Jeongsu_Kim · September 6, 2018, 10:07am

Hi guys,

I’m new to qiime2.

I’m handling with Miseq paired-end fastq data of 400 samples.

While I was running dada2, it took so long… so I chose to run “DADA2 workflow for Big Data (http://benjjneb.github.io/dada2/bigdata_paired.html)”

My question is that… how can I import final files which seem .rds files to qiime2 for downstream analyses?

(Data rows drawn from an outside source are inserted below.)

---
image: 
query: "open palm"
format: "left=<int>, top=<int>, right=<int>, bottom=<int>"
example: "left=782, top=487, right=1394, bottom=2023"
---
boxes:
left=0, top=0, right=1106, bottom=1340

Or is there any way to subsample with qiime2?

Thank you,
Sue

ebolyen · September 6, 2018, 5:26pm

Hey @Jeongsu_Kim,

I haven't looked in a little while, but the QIIME 2 DADA2 wrapper script does generally follow the per-sample denoising strategy in your link. The reason it's so terribly slow is that it's using a "universal" build which can't make as much use of your specific CPU architecture as a compiled version can.

As far as importing what you have, you won't be able to use .rds files as those aren't really a file format so much as memory dump.

But you should be able to load them and then write a fasta file and roughly compatible OTU table.

This tutorial:

by @ChristianEdwardson has some step-by-step instructions.

Jeongsu_Kim · September 10, 2018, 10:31am

Thank you for your answer.

I will try the tutorial you suggested but I also wonder if there is a tutorial for subsampling using QIIME2?

ebolyen · September 11, 2018, 5:05pm

We don't have any good tooling for subsampling/partitioning raw reads (although we really should).

system · October 12, 2018, 11:10pm

This topic was automatically closed 31 days after the last reply. New replies are no longer allowed.